À chacun son cheval de bataille. Les uns ont milité pour le retrait et l’abandon de l’écotaxe poids lourd, les autres se demandent comment alimenter les caisses de l’Agence de financement des infrastructures de France (Afitf) puisque celles de l’État sont vides. Sans écotaxe, c’est un manque à gagner de près de 10 md€ sur 10 ans.

Le 8 février, la commission de l'aménagement du territoire et du développement organisait au Sénat une table ronde sur l’état des infrastructures routières et autoroutières.

Le constat est unanime : l’état des routes françaises se dégrade, mais surtout les budgets alloués à l’entretien des infrastructures routières baissent depuis plusieurs années, ce qui ne risque pas d’améliorer leur entretien. 


La Cour des Comptes vient de pointer du doigt dans son rapport annuel 2017 la gestion désastreusement coûteuse de l’abandon de l’écotaxe qui se chiffre à 958 M€ pour l’État rien qu’en indemnisations. Comment désormais obtenir des ressources nécessaires pour le financement de l’Afitf ? La question reste entière.

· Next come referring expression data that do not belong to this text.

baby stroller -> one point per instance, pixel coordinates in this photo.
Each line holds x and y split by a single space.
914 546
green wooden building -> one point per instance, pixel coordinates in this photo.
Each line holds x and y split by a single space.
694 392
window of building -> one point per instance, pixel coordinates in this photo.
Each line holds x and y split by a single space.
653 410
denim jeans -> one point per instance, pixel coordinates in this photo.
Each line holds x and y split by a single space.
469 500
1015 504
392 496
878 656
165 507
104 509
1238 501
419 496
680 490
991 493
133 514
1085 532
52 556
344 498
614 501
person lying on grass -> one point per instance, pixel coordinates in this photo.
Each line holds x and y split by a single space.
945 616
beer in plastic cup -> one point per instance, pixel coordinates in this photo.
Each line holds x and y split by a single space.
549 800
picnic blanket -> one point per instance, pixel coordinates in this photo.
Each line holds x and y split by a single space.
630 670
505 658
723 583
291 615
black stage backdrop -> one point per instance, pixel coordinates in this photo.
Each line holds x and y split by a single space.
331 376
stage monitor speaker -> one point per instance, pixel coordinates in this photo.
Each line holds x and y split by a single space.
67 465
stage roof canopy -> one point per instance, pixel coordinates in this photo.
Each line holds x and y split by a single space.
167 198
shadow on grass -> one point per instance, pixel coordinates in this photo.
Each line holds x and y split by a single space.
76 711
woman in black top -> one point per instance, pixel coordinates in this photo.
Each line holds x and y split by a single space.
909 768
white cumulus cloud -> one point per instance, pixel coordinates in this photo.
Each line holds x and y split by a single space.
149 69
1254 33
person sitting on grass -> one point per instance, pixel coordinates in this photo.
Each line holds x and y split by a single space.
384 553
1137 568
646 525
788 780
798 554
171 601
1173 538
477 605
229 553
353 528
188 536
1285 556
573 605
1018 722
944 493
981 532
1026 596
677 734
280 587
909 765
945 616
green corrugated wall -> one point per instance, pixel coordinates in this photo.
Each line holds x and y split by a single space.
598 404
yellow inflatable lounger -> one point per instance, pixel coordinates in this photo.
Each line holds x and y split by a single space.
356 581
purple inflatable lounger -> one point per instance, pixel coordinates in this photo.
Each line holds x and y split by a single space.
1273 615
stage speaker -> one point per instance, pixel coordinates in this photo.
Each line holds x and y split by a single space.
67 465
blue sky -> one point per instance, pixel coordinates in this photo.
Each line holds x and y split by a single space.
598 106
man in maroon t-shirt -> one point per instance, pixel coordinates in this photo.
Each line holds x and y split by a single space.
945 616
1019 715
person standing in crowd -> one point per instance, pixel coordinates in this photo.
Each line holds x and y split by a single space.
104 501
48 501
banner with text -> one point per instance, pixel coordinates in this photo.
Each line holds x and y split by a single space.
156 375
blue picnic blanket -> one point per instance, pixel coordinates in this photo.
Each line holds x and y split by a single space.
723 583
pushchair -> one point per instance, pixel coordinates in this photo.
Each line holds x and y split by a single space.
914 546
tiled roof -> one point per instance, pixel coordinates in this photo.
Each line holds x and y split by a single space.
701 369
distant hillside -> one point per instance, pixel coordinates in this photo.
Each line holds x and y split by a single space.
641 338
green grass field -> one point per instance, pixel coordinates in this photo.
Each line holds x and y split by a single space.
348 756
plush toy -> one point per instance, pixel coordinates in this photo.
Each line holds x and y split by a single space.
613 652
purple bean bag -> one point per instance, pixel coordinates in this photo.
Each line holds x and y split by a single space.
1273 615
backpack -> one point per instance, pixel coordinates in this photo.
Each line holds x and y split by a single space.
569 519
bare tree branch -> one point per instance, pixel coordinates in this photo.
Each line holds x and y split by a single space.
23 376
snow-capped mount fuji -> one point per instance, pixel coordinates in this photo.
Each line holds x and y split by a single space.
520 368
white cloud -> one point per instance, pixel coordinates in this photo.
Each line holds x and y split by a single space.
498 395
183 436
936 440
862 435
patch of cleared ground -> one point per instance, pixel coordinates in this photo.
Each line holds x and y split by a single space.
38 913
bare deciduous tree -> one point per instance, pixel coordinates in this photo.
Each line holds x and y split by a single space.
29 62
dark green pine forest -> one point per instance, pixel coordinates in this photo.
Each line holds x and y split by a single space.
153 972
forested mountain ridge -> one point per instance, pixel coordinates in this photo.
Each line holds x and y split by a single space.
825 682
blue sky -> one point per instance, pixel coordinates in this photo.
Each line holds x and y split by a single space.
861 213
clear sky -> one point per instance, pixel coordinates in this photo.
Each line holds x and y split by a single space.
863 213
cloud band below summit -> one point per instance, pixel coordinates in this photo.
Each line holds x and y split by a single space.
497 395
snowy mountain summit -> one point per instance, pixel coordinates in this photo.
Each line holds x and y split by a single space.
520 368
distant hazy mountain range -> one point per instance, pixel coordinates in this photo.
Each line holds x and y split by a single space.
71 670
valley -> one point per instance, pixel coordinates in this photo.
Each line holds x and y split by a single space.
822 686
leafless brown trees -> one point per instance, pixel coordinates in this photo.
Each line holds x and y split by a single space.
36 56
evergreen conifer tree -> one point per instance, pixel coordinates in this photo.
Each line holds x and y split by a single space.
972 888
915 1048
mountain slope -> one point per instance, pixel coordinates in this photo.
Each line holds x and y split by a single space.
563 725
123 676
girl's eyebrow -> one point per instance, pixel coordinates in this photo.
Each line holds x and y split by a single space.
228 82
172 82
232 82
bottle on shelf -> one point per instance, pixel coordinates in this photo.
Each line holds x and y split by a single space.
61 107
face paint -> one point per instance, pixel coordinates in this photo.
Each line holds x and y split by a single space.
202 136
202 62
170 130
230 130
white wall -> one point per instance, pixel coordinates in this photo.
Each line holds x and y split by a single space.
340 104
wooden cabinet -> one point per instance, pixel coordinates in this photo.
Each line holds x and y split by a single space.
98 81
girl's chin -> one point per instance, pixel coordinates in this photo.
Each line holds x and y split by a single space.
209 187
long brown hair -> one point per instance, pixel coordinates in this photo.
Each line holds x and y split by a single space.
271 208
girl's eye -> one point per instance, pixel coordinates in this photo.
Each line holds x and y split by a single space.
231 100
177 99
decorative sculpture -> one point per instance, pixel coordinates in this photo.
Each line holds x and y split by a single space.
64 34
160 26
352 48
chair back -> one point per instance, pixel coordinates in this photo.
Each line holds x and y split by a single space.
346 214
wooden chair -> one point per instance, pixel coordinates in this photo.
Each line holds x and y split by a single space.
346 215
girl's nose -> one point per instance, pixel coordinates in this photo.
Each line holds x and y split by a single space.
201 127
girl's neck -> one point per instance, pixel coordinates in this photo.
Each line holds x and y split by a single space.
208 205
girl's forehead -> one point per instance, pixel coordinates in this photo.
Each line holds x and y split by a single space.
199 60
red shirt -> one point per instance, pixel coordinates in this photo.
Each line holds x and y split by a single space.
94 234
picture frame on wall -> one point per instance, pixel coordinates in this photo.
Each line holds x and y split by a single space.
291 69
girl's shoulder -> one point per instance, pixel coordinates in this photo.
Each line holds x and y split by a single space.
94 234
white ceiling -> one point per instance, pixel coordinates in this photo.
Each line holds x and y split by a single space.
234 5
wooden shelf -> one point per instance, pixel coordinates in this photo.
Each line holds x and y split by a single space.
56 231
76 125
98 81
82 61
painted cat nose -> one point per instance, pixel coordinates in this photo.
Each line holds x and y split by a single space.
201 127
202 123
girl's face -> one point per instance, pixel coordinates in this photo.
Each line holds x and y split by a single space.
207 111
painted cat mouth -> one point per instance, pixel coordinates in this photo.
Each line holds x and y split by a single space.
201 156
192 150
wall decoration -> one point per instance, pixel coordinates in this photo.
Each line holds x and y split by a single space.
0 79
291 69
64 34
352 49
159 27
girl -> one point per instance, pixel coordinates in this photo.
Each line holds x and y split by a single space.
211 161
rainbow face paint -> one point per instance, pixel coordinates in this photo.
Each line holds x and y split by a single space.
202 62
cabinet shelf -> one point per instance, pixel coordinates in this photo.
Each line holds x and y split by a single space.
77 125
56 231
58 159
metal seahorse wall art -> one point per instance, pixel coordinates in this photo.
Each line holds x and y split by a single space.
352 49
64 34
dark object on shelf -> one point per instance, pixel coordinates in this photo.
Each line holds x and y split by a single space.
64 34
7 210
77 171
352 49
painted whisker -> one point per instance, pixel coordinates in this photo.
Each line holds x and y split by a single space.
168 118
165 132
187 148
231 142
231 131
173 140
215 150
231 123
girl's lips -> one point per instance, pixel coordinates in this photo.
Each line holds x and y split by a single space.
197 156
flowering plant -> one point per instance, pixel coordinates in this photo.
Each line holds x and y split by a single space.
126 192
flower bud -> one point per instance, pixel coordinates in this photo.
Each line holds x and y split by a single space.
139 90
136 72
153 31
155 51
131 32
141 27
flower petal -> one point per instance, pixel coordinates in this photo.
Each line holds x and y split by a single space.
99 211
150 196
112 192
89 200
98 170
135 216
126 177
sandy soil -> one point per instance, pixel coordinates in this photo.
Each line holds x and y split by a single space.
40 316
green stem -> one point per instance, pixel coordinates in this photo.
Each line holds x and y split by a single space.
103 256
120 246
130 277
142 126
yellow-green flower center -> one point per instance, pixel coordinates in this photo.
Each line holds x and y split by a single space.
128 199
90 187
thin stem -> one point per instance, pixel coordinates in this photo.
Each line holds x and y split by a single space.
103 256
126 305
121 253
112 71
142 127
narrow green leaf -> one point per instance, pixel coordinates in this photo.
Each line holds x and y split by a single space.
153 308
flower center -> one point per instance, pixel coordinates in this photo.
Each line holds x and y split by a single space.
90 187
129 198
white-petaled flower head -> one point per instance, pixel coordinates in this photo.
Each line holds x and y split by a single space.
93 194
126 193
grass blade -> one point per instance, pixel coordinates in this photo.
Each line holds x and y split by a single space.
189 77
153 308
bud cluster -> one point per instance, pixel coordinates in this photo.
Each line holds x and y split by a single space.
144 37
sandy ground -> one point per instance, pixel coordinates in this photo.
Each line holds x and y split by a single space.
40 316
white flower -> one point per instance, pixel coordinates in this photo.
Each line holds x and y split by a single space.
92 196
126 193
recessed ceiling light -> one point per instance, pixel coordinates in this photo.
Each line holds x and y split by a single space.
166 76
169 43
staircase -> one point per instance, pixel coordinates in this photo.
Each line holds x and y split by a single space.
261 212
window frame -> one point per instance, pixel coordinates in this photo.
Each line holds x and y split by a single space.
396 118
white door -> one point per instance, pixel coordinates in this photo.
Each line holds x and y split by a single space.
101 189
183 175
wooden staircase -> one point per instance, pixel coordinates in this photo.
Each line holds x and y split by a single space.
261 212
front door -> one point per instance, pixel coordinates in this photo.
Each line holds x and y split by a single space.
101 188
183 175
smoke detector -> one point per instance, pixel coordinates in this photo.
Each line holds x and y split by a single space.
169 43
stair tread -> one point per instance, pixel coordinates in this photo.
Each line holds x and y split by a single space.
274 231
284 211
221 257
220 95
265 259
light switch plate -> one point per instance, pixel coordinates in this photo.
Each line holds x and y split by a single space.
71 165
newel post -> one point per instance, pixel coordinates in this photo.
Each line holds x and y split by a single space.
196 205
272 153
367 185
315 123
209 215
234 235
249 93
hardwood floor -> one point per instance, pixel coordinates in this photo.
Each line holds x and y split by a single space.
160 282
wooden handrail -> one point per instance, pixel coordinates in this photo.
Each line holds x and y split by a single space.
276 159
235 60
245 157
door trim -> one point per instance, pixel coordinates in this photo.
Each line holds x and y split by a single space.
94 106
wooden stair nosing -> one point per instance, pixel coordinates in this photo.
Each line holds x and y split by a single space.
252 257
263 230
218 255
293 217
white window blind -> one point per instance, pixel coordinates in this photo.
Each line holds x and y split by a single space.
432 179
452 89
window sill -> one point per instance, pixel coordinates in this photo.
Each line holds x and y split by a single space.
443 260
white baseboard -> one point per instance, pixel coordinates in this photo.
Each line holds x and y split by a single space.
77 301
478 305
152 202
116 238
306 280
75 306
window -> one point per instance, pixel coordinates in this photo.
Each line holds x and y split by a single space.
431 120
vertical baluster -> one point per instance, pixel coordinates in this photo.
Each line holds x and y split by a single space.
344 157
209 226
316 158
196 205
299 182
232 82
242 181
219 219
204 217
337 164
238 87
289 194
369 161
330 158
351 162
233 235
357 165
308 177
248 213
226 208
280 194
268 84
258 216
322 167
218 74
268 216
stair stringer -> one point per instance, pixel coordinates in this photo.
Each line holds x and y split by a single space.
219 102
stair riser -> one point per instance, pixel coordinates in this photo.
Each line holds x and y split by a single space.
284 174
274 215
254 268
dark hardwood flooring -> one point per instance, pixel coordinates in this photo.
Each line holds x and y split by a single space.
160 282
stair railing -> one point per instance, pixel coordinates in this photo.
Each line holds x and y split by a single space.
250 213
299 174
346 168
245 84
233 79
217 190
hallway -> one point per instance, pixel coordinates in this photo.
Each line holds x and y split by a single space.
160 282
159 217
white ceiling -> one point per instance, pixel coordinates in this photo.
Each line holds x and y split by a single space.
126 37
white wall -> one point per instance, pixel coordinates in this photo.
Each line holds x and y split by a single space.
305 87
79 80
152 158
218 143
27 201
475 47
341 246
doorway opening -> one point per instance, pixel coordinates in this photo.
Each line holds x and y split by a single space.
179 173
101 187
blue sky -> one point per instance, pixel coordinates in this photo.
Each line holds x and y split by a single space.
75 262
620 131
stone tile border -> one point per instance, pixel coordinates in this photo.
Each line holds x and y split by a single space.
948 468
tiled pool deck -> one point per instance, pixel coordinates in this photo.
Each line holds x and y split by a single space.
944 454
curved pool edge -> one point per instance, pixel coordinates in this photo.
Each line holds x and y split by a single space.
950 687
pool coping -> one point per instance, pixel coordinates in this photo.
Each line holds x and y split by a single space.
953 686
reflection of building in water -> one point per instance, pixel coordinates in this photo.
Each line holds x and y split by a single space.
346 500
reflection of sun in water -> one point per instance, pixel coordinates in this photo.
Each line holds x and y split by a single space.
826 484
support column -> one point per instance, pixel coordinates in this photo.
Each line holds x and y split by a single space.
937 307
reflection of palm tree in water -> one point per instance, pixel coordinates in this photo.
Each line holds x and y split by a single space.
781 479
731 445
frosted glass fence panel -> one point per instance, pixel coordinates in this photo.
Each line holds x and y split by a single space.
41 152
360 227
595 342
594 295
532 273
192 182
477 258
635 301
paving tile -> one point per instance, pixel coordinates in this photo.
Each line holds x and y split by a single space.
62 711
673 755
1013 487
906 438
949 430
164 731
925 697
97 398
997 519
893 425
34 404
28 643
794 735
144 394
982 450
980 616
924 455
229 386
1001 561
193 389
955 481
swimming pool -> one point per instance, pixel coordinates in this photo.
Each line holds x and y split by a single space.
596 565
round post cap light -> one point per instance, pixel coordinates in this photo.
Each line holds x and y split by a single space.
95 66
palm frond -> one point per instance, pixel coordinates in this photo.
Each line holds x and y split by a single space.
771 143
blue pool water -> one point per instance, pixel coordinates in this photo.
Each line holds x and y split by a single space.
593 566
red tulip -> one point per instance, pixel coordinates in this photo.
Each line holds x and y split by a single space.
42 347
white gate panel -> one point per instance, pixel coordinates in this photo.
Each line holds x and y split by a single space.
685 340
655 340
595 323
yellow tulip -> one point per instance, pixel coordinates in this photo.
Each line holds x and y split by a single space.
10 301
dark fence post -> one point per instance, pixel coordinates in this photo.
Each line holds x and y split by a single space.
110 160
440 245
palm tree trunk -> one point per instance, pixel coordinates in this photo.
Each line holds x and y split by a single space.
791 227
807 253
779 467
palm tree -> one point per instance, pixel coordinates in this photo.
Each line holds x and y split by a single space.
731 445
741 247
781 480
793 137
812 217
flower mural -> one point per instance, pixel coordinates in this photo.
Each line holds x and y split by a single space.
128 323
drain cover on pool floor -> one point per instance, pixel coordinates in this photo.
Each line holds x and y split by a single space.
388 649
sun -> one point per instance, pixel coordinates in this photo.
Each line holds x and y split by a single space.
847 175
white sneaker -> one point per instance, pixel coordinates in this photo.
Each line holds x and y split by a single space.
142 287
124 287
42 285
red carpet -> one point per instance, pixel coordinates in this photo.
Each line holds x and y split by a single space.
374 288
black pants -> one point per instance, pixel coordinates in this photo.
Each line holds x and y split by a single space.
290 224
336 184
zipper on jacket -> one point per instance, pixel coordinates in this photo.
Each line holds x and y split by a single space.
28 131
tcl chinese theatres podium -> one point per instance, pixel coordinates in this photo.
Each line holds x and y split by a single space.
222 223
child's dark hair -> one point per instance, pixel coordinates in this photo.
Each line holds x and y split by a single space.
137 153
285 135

Les efforts consentis ne suffisent pas

Parmi les invités de la table ronde, Christine Bouchet. La directrice des infrastructures de transport du ministère de l’Environnement, de l’Energie et de la Mer a défendu les 400 opérations menées en 2015-2016 et les 120 M€ de budget supplémentaire pour la régénération du réseau routier national. Selon elle, "les efforts consentis les deux dernières années ne suffisent pas. Il convient de poursuivre les améliorations avec une stratégie d’entretien nécessaire".

Grâce à la création de l’Observatoire national de la route (ONR) en janvier 2016 et piloté par l’IDRRIM (Institut des routes, des rues et des infrastructures pour la mobilité), qui réunit les gestionnaires routiers, Etat et collectivités, et les professions routières, il est possible de réaliser des analyses précises et d’anticiper les besoins. Christine Bouchet encourage "l’approche par itinéraire" et une optimisation des dépenses via des techniques routières nouvelles, comme les enrobés minces sur les chaussées.

Une redevance devra voir le jour

Pierre Calvin, directeur prospective chez Colas et représentant de l’Union des syndicats de l’industrie routière française (USIRF), a rappelé que 80 % des marchandises transitent par la route qui reste avant tout un "support des mobilités, disponible 24h/24, 7jours/7". "1 € non investi aujourd’hui c’est 10 € à investir dans 10 ans pour obtenir un même résultat", alerte-t-il. Il s’inquiète de la baisse des moyens et du nombre de salariés de la route, parallèlement au réseau en dégradation. Ce serait un pont qui ferme par jour actuellement faute d’entretien ou de crédit. "On court à la catastrophe", lâche-t-il. Sans écotaxe, c’est un financement des infrastructures qui disparaît.

Pierre Chasseray, délégué général de l’association "40 millions d’automobilistes", partage ce même avis à une nuance près : "éco et taxe, il y a un problème de sémantique. Comment vouliez-vous faire accepter une redevance avec un tel nom ?". Pour ce dernier, pas de doute, à l’avenir une redevance devra voir le jour. En tant que défenseur des usagers de la route, il accuse les dégradations des infrastructures routières d’être accidentogènes. Les statistiques pourtant avancent plutôt des causes liées à la somnolence, l’alcoolémie et les stupéfiants.

Une dernière observation laisse à réfléchir : il existe un écart de 50 % dans la distance de freinage entre un revêtement usé et un revêtement neuf. L’usure peut aggraver un accident mais qui peut empêcher ce phénomène ? Faute de moyens, les élus n’ont que peu de choix.